Friday, November 1, 2019
Independent bottlers just seem to be hitting it out of the ballpark for me as of late. Because they typically do not own a distillery, they buy the new make spirit that is excess or unwanted by distilleries. Sometimes these spirits have a flaw or are a bit off in terms of the house style of a distillery and so they find a home with the independent bottler. These bottlers are generally old firms that have a huge inventory of casks in all shapes and sizes, and experienced staff who sample the spirit regularly till its deemed ready to bottle. Expert wood management coupled with the right amount of aging and good judgment can transform an otherwise mediocre spirit into a thing of beauty.
What I have before me is a bottle from the independent bottler Gordon & MacPhail. While they do own a distillery (Benromach), the bottle before me is not from there. They have purchased some spirit from a little known distillery, Miltonduff.
Miltonduff is a Speyside distillery that has been in operation since the early 19th century.

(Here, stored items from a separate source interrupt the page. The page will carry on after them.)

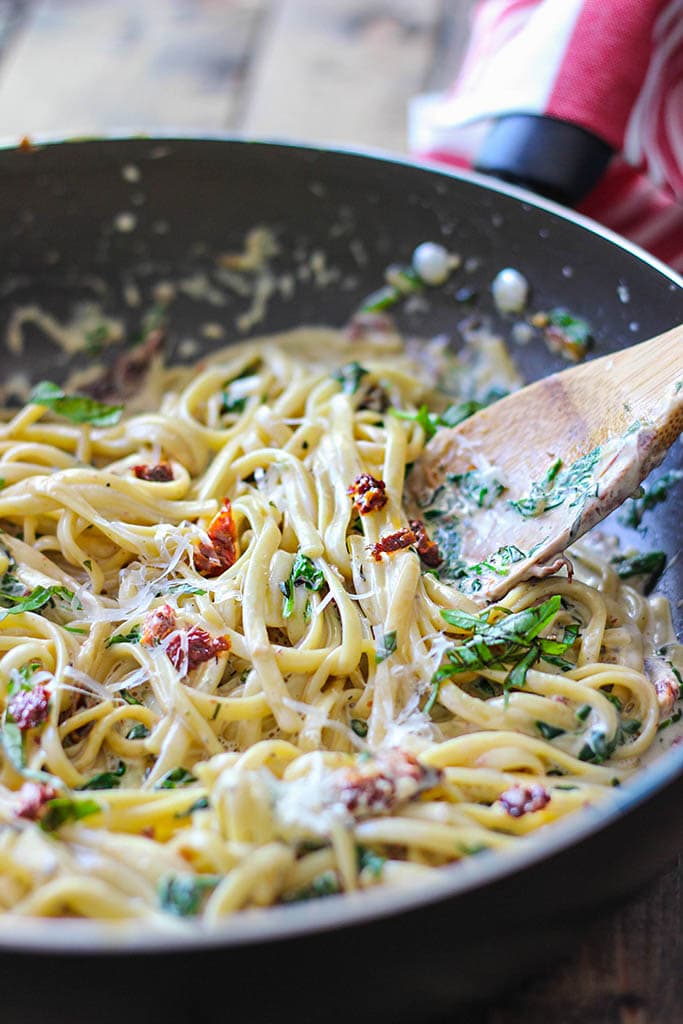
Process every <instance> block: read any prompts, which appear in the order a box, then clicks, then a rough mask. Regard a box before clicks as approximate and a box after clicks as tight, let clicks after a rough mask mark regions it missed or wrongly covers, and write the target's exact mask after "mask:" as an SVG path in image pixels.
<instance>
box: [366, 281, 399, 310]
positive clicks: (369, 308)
mask: <svg viewBox="0 0 683 1024" xmlns="http://www.w3.org/2000/svg"><path fill="white" fill-rule="evenodd" d="M402 297H403V293H402V292H400V291H399V290H398V289H397V288H394V287H393V286H392V285H385V286H384V287H383V288H378V290H377V291H376V292H373V293H372V294H371V295H369V296H368V298H367V299H366V300H365V301H364V303H362V305H361V306H360V312H361V313H379V312H382V311H383V310H384V309H390V308H391V306H395V305H396V303H397V302H400V300H401V299H402Z"/></svg>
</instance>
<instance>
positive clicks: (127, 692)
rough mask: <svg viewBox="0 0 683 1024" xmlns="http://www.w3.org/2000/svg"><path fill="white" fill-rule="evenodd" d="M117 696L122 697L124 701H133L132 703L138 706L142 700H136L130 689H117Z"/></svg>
mask: <svg viewBox="0 0 683 1024" xmlns="http://www.w3.org/2000/svg"><path fill="white" fill-rule="evenodd" d="M119 696H120V697H123V699H124V700H125V701H126V703H134V705H140V706H141V705H142V701H141V700H138V699H137V697H134V696H133V694H132V693H131V692H130V690H126V689H123V690H119Z"/></svg>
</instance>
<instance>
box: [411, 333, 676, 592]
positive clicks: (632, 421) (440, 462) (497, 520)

Today, it produces about 4 million litres a year and most of the production is destined for eventual inclusion as the malt whisky component of the well-known, blended Scotch, Ballantine's Finest, which by the way, I absolutely despise. Ballantine's flavor profile can be summarized as Alpenweiss box wine, Fresca and black pepper, suitable as windshield washer fluid only. If I had known this tidbit of how Miltonduff is used, I probably would not have picked up this G&M release. But, such is fate. Sometimes we make decisions (career, marriage, purchase a Mercedes, etc.) without being fully informed.
Price (in Canada)
$110 (so, not exactly cheap)
Natural! No E150a.
Yes. I confirmed this with Mr. Bill Somerville, Brand Ambassador for Gordon & MacPhail in Canada.

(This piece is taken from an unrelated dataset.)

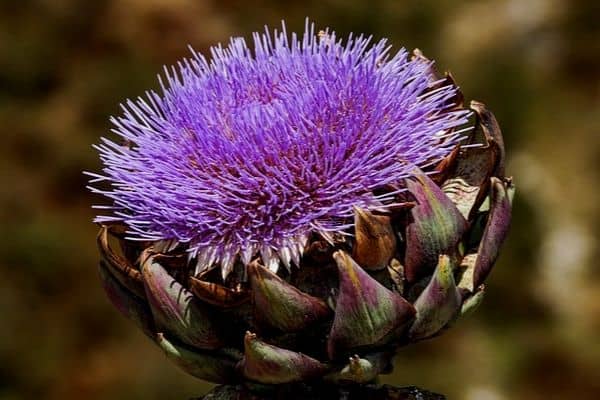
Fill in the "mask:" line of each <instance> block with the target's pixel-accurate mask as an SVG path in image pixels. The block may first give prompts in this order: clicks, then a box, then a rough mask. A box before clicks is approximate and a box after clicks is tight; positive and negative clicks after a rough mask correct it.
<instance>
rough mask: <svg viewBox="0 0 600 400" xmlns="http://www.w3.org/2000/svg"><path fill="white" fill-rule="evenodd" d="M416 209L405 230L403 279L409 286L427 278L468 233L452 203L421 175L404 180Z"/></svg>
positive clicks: (465, 225) (458, 213)
mask: <svg viewBox="0 0 600 400" xmlns="http://www.w3.org/2000/svg"><path fill="white" fill-rule="evenodd" d="M406 186H407V188H408V190H409V191H410V193H411V194H412V195H413V196H414V197H415V199H416V201H417V205H416V206H415V207H413V208H412V209H411V211H410V216H411V221H410V222H409V224H408V226H407V228H406V258H405V263H404V266H405V269H404V272H405V275H406V279H407V280H408V281H409V282H414V281H415V280H416V279H418V278H420V277H422V276H425V275H428V274H430V273H431V272H432V271H433V269H434V268H435V266H436V264H437V262H438V257H439V255H440V254H452V253H454V251H455V249H456V245H457V243H458V242H459V240H460V239H461V238H462V236H463V234H464V232H465V230H466V229H467V222H466V220H465V218H464V217H463V216H462V215H461V213H460V212H459V210H458V209H457V208H456V206H455V205H454V203H452V201H450V199H448V197H446V195H445V194H444V192H443V191H442V190H441V189H440V188H439V187H438V186H437V185H436V184H435V183H434V182H433V181H432V180H431V179H430V178H429V177H427V176H426V175H424V174H423V173H421V172H417V174H416V175H415V176H414V177H413V178H410V179H407V180H406Z"/></svg>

Distinct sherry, cracked leather, vanilla, summer flowers of roses and peonies.
A dry, rich, sherry bomb, exotic milk chocolate, hint of mint and spices, fruitcake, rum cake, raisins and toffee.
Medium length of chocolate, waxen raspberry, melted caramel, dry oak, black grapes.

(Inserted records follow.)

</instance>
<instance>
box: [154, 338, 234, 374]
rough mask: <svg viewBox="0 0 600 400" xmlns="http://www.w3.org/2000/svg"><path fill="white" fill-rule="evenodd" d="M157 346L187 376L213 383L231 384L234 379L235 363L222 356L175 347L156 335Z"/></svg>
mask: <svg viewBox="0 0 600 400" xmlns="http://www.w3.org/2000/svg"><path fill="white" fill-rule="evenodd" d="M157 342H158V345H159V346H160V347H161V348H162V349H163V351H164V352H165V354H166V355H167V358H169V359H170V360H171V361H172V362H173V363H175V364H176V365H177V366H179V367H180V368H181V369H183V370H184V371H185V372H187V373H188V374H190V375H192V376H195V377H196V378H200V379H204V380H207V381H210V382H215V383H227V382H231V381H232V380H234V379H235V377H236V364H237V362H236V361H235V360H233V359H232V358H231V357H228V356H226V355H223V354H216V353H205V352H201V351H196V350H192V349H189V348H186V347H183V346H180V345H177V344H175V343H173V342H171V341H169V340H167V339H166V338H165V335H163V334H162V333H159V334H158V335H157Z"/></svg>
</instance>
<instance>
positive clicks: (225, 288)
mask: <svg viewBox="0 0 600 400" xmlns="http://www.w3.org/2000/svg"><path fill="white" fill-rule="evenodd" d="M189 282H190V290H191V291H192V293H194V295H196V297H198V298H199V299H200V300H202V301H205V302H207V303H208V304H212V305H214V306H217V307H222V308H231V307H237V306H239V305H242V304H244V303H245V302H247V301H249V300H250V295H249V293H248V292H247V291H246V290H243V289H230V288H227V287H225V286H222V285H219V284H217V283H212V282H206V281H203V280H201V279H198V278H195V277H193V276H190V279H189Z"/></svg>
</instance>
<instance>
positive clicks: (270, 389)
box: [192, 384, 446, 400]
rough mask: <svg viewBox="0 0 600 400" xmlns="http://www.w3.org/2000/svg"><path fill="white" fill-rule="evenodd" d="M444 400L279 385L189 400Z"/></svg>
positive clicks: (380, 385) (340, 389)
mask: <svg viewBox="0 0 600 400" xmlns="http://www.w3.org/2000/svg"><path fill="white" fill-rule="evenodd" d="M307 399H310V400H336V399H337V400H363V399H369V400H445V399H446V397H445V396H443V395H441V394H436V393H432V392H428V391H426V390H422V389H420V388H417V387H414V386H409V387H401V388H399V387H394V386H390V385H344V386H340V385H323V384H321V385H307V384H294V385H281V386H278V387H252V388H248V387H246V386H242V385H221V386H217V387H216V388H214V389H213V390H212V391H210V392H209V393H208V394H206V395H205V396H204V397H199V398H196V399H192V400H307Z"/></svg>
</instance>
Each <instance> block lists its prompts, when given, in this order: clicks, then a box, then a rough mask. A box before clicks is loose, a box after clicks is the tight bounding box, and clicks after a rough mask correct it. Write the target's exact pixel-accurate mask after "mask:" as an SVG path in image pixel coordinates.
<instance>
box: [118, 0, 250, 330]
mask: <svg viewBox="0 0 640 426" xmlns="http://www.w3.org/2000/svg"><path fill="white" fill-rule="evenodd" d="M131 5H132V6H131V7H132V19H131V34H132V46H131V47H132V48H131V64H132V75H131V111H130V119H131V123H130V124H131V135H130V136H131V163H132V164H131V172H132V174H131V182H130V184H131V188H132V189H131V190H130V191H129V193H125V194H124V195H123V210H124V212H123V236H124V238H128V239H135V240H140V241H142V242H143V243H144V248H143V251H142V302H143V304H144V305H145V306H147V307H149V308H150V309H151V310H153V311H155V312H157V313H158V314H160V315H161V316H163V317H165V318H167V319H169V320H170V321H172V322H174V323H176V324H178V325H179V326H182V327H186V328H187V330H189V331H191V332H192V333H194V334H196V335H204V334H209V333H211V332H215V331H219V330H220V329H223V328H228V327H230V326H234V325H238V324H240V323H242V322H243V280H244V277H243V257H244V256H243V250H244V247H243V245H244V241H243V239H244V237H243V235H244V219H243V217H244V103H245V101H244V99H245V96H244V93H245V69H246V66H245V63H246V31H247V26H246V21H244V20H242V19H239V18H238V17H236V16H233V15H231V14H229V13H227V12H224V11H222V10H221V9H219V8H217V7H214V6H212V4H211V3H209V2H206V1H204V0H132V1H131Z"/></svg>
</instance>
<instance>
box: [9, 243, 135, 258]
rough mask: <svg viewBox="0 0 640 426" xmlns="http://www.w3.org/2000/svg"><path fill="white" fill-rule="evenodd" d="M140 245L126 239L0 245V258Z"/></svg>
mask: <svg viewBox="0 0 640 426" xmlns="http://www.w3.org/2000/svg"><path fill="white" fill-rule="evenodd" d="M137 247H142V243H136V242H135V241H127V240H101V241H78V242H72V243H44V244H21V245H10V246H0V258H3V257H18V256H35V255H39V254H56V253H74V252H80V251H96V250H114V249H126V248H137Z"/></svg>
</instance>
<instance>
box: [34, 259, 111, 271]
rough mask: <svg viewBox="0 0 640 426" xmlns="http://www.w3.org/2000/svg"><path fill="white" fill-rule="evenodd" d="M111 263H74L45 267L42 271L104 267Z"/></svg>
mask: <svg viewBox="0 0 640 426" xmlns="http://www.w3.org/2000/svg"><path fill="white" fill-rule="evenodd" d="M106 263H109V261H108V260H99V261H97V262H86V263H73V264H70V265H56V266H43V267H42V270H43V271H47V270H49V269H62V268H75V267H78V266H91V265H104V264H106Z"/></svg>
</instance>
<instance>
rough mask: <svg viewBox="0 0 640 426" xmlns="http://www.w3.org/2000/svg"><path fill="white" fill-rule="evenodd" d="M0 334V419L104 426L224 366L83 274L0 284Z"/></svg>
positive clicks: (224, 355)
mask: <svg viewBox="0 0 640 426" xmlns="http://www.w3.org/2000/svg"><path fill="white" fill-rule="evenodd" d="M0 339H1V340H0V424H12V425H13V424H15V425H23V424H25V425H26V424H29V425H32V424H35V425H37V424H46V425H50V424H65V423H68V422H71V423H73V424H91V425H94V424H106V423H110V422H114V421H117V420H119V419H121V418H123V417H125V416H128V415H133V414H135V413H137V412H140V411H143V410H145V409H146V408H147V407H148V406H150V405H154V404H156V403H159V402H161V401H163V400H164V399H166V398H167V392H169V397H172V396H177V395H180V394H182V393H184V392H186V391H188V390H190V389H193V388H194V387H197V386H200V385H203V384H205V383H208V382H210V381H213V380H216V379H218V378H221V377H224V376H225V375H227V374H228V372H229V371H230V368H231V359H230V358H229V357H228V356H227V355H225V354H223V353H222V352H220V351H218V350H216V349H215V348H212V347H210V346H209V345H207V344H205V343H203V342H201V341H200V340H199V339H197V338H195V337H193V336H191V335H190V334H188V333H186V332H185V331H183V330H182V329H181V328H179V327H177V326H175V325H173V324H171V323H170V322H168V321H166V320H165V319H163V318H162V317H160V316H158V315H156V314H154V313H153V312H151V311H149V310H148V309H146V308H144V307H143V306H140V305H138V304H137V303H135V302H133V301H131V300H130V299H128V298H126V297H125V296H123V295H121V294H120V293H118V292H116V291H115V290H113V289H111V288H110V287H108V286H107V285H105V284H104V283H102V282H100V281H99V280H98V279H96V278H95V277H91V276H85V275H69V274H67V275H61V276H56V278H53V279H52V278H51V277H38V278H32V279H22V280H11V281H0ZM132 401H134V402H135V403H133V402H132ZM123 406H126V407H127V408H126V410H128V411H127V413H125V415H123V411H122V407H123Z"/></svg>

This is good! The price is not cheap, but I have absolutely no buyer's remorse.
This bottle exhibits impressive complexity when you first open the bottle. However, once the bottle has been open a while, the oxidation makes it more sherried and less complex. Still a good dram for sure, just not as complex.
While the youngest whisky in the bottle is a mere ten years, it certainly seems to have others that are far older. Gordon & MacPhail have accomplished what they set out to do, namely present a classic sherried Speysider. Frankly, I prefer this release to its peers: Glenfarclas 12 and GlenDronach. It might be a little less refined than say Macallan 12, but I really need to do a side-by-side to decide. If you like sherry bombs with interesting nuances, you will love Miltonduff 10 years. Highly recommended!